In a list, adding or removing is considered as a modification. In your case you have made
5 modifications(additions).
‘for each’ loop works as follows,
1.It gets the iterator.
2.Checks for hasNext().
public boolean hasNext()
{
return cursor != size(); // cursor is zero initially.
}
3.If true, gets the next element using next().
public E next()
{
checkForComodification();
try {
E next = get(cursor);
lastRet = cursor++;
return next;
} catch (IndexOutOfBoundsException e) {
checkForComodification();
throw new NoSuchElementException();
}
}
final void checkForComodification()
{
// Initially modCount = expectedModCount (our case 5)
if (modCount != expectedModCount)
throw new ConcurrentModificationException();
}
Repeats steps 2 and 3 till hasNext() returns false.
In case if we remove an element from the list , it’s size gets reduced and modCount is increased.

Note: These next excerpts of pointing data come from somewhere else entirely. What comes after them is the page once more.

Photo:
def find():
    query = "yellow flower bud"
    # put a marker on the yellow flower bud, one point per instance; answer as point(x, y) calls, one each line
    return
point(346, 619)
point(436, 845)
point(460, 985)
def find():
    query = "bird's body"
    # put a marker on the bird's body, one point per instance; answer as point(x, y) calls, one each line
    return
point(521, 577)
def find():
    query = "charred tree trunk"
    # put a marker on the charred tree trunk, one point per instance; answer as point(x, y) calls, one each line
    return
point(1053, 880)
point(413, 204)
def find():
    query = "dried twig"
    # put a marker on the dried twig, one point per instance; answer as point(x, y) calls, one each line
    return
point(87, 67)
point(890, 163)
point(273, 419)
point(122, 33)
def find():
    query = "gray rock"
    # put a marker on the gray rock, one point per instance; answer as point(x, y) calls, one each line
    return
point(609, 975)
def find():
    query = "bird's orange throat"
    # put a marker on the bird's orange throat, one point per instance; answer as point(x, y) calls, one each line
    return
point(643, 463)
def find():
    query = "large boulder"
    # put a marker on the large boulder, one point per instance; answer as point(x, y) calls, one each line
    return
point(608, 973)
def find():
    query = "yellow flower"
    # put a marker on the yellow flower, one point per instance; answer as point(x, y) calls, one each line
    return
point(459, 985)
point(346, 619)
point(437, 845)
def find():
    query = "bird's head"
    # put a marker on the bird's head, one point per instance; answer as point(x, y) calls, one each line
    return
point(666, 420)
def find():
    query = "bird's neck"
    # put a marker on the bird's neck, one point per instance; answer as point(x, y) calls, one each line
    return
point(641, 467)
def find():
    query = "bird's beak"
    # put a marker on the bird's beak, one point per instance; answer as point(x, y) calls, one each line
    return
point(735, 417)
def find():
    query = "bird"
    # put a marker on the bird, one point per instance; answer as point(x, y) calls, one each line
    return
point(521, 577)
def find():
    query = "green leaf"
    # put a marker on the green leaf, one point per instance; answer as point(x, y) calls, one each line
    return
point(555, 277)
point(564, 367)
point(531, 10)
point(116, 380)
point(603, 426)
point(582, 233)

If we remove an element while iterating, modCount != expectedModCount get satisfied
and ConcurrentModificationException is thrown.
But removal of second last object is weird. Lets see how it works in your case.
Initially,
cursor = 0 size = 5 --> hasNext() succeeds and next() also succeeds
without exception.
cursor = 1 size = 5 --> hasNext() succeeds and next() also succeeds
without exception.
cursor = 2 size = 5 --> hasNext() succeeds and next() also succeeds
without exception.
cursor = 3 size = 5 --> hasNext() succeeds and next() also succeeds
without exception.
In your case as you remove ‘d’ , size gets reduced to 4.
cursor = 4 size = 4 --> hasNext() does not succeed and next() is
skipped.
In other cases, ConcurrentModificationException will be thrown as modCount != expectedModCount.
In this case, this check does not take place.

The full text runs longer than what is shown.